The insurgents have also used civilians as human shields and opened fire on them as they try to escape ISIS-held neighborhoods, fleeing residents said.
"The recent high death toll among civilians inside the Old City forced us to halt operations to review our plans," a federal police spokesman said on Saturday. "It's a time for weighing new offensive plans and tactics. No combat operations are to go on."
The U.S.-backed offensive to drive ISIS out of Mosul, now in its sixth month, has recaptured the entire eastern side of Mosul and about half of the west.
But advances have stuttered in the last two weeks as fighting enters the narrow alleys of the Old City, home to the al-Nuri mosque where ISIS leader Abu Bakr al-Baghdadi declared a caliphate spanning large areas of Iraq and Syria in 2014.
"We need to make sure that taking out Daesh (ISIS) from the Old City will not cost unwanted high casualties among civilians.
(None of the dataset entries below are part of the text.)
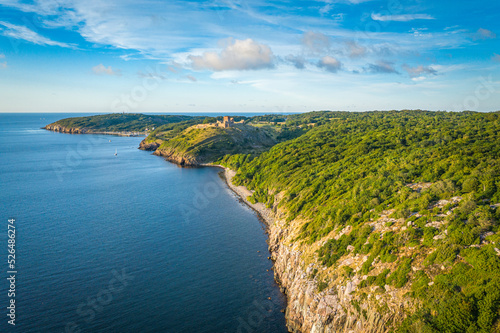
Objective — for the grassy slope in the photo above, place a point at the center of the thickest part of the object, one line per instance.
(209, 144)
(346, 174)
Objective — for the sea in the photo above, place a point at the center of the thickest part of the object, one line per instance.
(91, 241)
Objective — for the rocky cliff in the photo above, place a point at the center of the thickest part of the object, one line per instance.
(338, 308)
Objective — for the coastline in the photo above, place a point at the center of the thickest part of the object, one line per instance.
(265, 214)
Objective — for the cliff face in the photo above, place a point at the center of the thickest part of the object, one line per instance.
(309, 310)
(149, 146)
(339, 309)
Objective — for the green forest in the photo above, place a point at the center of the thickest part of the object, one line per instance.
(432, 177)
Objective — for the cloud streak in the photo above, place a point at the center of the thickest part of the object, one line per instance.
(482, 34)
(237, 55)
(401, 18)
(381, 67)
(21, 32)
(419, 70)
(103, 70)
(330, 64)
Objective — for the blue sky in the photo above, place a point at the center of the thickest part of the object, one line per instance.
(244, 56)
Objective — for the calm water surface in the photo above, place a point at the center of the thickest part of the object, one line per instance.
(126, 243)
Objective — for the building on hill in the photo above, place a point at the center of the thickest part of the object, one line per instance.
(227, 121)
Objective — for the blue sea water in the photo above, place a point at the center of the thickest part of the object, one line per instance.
(126, 243)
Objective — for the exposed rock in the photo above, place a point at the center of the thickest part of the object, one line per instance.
(150, 146)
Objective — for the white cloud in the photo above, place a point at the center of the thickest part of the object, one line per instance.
(330, 64)
(237, 55)
(298, 61)
(316, 42)
(415, 72)
(24, 33)
(101, 69)
(383, 67)
(482, 34)
(401, 18)
(355, 50)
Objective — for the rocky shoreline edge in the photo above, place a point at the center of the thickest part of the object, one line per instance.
(61, 129)
(307, 309)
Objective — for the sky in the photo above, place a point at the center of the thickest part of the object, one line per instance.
(248, 56)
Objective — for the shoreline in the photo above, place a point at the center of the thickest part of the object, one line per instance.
(79, 131)
(264, 214)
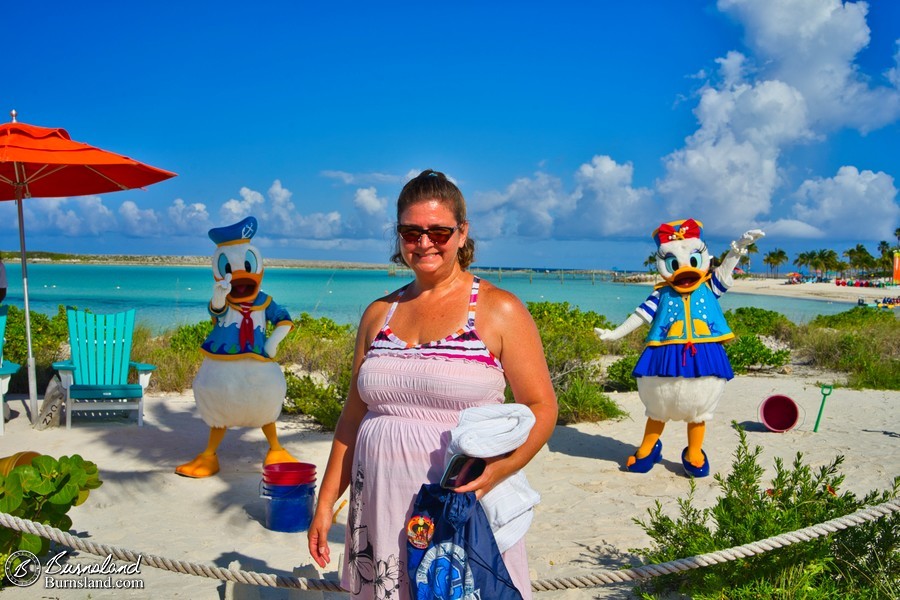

We need surgical accurate operations to target terrorists without causing collateral damage among residents," the federal police spokesman said.
An army statement published in the al-Sabah state newspaper said that future operations would be carried out by ground troops highly trained for urban combat.
"Our heroic forces are committed to the rules of engagement which ensure protection of civilians" the statement said.
A U.S. deputy commanding general for the coalition told Reuters on Friday that the solution could lie in a change of tactics. The Iraqi military is assessing opening up another front and isolating the Old City, where the militants have put up fierce resistance, U.S. Army Brigadier General John Richardson said.
Fleeing residents have described grim living conditions inside the city, saying there was no running water or electricity and no food coming in. Aid agencies say as many as 600,000 civilians remain in the western half of Mosul.
But families are streaming out of the northern city, Iraq's second largest, in their thousands each day, headed for cold, crowded camps or to stay with relatives. Hunger and fighting are making life unbearable inside.
The Iraqi Observatory for Human Rights said that since the campaign on western Mosul began on Feb. 19, unconfirmed reports said nearly 700 civilians had been killed by government and coalition air strikes or ISIS actions.
The militants have used car bombs, snipers and mortar fire to counter the offensive. They have also stationed themselves in homes belonging to Mosul residents to fire at Iraqi troops, often drawing air or artillery strikes that have killed civilians.
The United Nations’ Grande said civilians were at extreme risk as the fighting in Mosul intensified and all sides must to do their utmost to avoid such casualties.